Na maioria dos casos, o número de usuários finais que pode ser alcançado diretamente pelo VDSL2 a partir da estação telefônica é bastante limitado, porque as distâncias até os assinantes são tipicamente muito longas. No entanto, o VDSL2 é uma alternativa excelente para ser usada sempre que a rede de cobre existente seja curta, por exemplo, para os serviços implantados a partir do DG de um edifício ou de um gabinete de equipamentos instalado na calçada próxima ao site do cliente. Um DSLAM (DSL Access Multiplexer ou multiplexador de acesso DSL) VDSL2 pode concentrar vários assinantes conectados por pares de cobre num link de backhaul de 1 Gbit/s de um switch Metro Ethernet, e o uso de um link backhaul GPON é uma escolha muito adequada neste caso.

 

Backhaul Móvel

Com as próximas gerações de redes de rádio, tais como as redes HSPA (High-Speed Packet Access, ou acesso de pacotes de alta velocidade) e LTE (Long Term Evolution, ou evolução de longo prazo), a capacidade de / para a estação radiobase irá aumentar significativamente em comparação com exigência atual de alguns E1/T1s.

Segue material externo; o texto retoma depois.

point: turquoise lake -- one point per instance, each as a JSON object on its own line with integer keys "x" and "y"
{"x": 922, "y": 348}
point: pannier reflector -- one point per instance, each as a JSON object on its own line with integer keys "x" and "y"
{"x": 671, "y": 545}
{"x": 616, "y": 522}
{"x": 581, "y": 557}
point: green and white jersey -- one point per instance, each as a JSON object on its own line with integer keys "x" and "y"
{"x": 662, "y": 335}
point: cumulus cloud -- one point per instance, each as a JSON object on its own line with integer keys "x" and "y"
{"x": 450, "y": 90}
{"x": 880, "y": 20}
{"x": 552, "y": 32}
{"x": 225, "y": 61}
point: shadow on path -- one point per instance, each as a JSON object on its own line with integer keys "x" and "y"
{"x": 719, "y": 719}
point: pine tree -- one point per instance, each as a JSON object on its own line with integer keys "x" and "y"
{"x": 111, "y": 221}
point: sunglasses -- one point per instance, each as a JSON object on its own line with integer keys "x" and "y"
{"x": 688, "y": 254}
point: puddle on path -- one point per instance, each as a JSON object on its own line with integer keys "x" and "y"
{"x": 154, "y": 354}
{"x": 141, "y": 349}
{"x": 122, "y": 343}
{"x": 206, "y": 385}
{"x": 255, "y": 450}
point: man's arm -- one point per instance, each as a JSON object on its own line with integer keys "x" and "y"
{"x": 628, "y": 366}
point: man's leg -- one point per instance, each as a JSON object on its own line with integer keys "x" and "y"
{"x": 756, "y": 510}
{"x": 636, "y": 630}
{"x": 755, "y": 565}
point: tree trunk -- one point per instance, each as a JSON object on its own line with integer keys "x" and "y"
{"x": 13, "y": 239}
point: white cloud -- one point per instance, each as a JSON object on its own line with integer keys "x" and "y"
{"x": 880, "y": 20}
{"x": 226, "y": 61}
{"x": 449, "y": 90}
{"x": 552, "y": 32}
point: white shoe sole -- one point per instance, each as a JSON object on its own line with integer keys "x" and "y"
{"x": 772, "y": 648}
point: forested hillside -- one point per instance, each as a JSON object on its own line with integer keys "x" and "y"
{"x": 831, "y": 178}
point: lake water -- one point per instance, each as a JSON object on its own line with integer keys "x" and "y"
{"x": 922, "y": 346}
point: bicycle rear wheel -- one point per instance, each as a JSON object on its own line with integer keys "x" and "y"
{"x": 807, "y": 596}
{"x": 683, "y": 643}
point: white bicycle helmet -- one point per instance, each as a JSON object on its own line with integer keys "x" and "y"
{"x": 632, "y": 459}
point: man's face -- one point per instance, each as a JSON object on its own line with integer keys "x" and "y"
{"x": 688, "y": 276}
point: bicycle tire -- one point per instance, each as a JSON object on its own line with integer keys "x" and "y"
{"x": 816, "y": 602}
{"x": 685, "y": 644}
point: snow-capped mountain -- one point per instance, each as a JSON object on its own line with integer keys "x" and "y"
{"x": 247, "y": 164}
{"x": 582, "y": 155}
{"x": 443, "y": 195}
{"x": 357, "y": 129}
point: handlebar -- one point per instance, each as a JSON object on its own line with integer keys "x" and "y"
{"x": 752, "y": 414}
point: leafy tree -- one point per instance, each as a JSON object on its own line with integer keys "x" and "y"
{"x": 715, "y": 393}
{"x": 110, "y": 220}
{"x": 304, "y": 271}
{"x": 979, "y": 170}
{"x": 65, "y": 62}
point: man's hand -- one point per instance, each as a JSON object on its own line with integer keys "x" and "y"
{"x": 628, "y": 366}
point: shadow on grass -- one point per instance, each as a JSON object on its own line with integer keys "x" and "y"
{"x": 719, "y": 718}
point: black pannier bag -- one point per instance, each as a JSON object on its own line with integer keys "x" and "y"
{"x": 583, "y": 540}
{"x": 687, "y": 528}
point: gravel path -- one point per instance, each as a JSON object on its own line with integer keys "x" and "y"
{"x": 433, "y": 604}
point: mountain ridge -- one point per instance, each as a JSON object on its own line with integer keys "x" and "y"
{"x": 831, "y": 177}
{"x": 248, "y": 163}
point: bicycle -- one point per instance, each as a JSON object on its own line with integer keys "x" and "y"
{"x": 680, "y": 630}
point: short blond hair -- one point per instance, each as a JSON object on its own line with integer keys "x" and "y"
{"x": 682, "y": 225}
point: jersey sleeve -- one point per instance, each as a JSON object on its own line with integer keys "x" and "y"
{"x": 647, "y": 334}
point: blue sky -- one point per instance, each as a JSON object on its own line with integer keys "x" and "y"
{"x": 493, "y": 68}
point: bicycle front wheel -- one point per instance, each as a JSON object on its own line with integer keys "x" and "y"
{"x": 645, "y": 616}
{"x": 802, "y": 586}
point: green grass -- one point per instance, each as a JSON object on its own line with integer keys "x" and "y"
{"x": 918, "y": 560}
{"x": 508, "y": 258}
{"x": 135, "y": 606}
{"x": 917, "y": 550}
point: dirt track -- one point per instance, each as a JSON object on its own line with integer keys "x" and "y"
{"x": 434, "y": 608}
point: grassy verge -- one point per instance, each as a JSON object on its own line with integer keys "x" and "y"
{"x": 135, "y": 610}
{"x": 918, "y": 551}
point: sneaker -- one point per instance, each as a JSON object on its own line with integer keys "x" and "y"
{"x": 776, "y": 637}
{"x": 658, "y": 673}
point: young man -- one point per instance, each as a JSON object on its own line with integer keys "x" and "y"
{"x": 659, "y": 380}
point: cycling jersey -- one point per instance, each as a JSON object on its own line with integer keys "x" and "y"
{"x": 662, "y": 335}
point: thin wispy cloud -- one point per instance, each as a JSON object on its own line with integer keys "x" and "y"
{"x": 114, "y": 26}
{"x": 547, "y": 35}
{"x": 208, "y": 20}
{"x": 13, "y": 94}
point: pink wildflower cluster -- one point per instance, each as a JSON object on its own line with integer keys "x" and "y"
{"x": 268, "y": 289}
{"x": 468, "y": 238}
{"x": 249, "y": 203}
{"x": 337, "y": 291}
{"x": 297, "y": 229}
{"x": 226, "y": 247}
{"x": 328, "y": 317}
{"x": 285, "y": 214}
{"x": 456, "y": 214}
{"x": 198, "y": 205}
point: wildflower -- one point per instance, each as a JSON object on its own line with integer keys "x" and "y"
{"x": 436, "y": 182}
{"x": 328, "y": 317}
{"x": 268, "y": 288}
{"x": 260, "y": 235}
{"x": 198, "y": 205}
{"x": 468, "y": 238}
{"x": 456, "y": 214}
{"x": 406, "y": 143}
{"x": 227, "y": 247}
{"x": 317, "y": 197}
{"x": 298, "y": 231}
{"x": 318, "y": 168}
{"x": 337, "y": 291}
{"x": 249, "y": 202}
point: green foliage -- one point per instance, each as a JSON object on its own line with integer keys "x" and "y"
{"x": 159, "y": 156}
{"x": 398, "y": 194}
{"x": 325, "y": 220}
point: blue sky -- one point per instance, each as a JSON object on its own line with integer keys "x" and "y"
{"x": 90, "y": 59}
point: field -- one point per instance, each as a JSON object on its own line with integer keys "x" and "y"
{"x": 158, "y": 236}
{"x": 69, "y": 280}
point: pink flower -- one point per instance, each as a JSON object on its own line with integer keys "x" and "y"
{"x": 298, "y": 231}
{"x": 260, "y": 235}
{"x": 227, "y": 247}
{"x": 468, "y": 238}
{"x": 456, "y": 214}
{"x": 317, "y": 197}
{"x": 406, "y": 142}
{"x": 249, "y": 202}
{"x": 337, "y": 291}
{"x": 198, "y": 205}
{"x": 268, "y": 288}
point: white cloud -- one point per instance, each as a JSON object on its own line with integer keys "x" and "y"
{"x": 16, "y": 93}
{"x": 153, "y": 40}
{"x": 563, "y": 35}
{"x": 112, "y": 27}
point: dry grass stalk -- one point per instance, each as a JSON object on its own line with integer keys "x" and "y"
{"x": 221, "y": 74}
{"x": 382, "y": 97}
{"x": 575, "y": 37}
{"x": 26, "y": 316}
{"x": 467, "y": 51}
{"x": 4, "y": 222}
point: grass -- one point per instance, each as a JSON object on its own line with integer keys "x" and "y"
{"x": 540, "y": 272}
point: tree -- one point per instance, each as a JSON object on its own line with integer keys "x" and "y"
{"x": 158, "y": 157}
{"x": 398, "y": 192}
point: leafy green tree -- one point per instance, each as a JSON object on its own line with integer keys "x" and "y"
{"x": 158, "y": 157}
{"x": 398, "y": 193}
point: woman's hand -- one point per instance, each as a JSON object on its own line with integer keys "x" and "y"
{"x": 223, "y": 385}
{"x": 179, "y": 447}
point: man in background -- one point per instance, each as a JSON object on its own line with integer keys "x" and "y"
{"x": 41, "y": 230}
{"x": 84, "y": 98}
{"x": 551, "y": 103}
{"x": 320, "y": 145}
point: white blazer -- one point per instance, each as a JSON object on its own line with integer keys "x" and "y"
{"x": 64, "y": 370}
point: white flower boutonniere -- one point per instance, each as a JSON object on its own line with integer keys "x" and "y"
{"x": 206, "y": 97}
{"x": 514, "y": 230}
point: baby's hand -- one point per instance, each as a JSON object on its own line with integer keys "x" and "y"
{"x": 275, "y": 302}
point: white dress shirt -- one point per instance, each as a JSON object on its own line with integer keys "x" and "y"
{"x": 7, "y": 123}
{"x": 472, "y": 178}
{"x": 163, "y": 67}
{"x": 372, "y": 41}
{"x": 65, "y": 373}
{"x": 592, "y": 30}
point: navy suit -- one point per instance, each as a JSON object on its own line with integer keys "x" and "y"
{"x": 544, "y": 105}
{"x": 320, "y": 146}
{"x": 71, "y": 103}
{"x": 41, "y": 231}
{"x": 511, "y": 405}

Em alguns casos, a capacidade do backhaul para um site com três setores será da ordem de 100 a 400 Mbit/s. Para isso, serão necessários backhauls de maior capacidade. Como o tamanho da célula está diminuindo e existe muita fibra em uso na rede, o uso da tecnologia de backhaul GPON para / a partir de estações radiobase é uma opção interessante.